But there was no question of a simple military promenade. The struggle would be a fierce one, and trained soldiers and an experienced leader were required. Soliman withdrew all the garrison of his pashalik and gave the command to Mustapha Barbar, the energetic Governor of Tripoli. Lady Hester, who followed with increasing interest the mobilisation of the troops, of "her troops," sent him a pair of magnificent English pistols.
"I arm thee, my knight," she wrote. "I have reason to complain of the Ansaries, who have massacred one of my brothers. I hope that these pistols will never fail anyone, that they will protect thy days and will avenge the cause of thy friend."
The choice of Mustapha Barbar was excellent. A brave general and a rigid Mohammedan of sincere conviction, he hated the Assassins with all his soul.
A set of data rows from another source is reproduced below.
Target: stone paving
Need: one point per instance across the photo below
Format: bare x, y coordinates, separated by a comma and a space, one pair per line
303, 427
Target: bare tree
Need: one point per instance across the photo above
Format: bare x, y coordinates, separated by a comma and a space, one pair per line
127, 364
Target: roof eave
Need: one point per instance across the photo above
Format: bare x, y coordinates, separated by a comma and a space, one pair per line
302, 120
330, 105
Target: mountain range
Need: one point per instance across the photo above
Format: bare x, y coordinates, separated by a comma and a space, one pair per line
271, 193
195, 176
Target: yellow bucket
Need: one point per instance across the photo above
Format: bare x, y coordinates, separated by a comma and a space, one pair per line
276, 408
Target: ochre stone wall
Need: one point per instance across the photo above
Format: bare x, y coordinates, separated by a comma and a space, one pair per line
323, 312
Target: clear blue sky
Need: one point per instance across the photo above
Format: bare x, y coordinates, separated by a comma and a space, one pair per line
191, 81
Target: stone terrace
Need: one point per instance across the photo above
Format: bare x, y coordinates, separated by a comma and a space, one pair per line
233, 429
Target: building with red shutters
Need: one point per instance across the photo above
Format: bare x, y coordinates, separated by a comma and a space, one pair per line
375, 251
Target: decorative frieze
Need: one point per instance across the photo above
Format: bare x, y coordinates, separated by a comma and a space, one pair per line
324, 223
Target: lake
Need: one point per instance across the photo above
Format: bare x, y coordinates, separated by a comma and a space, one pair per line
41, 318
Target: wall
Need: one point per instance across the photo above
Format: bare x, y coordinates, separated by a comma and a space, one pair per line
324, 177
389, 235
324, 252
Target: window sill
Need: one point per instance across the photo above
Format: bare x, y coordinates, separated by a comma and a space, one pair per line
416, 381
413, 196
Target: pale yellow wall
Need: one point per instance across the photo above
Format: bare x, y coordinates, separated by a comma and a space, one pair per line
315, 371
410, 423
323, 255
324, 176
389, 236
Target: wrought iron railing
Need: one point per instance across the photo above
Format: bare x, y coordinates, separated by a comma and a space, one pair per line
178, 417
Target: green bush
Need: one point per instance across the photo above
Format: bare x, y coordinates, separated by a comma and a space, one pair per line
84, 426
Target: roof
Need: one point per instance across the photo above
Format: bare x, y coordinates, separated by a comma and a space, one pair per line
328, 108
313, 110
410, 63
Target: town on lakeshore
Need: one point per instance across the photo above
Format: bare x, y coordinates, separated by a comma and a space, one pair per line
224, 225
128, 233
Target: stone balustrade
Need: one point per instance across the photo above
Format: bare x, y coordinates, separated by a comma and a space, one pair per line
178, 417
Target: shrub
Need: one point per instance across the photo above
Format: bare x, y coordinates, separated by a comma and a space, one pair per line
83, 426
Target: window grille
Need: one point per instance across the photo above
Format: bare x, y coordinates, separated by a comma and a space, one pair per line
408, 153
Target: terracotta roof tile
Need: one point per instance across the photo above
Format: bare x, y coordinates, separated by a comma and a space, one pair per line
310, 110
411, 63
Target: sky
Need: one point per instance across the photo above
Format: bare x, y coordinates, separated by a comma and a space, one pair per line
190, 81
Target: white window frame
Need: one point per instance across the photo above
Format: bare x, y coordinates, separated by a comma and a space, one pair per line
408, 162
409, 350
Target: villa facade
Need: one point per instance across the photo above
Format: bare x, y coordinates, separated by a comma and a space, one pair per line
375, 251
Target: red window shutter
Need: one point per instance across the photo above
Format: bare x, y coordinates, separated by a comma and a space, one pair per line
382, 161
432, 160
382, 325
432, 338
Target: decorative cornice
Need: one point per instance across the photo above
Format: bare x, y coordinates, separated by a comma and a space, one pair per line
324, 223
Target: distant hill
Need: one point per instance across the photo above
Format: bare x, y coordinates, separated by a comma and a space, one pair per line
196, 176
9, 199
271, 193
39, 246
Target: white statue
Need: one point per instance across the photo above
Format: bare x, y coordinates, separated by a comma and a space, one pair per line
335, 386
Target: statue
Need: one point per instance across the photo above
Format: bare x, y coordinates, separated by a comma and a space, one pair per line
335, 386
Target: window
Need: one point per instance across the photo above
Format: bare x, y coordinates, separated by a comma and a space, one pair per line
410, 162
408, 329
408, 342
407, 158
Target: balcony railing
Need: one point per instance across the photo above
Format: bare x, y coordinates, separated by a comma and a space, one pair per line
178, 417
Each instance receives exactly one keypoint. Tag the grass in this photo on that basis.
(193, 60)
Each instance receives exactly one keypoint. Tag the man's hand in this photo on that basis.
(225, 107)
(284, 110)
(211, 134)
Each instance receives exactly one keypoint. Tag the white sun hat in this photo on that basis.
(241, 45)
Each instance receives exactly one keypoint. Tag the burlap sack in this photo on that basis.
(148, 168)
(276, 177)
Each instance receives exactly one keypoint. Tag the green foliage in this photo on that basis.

He made vibrate amongst his soldiers the religious cord always so dangerous to touch in the East. In a state of religious exaltation, they set out for a holy war, and nothing was to stop them in their work of destruction. No quarter, no mercy. To slay an Assassin was to glorify the Prophet.
The enemy lay in ambush everywhere. Every rock concealed an assailant. Every abyss enticed death. It was necessary to carry the mountain piece by piece, tree by tree, house by house. Booty and blood rendered the fanaticism of the Turks the more violent. The old men and children who fell into their clutches were pitilessly massacred, the women sold as slaves. As for the prisoners, there was none of them.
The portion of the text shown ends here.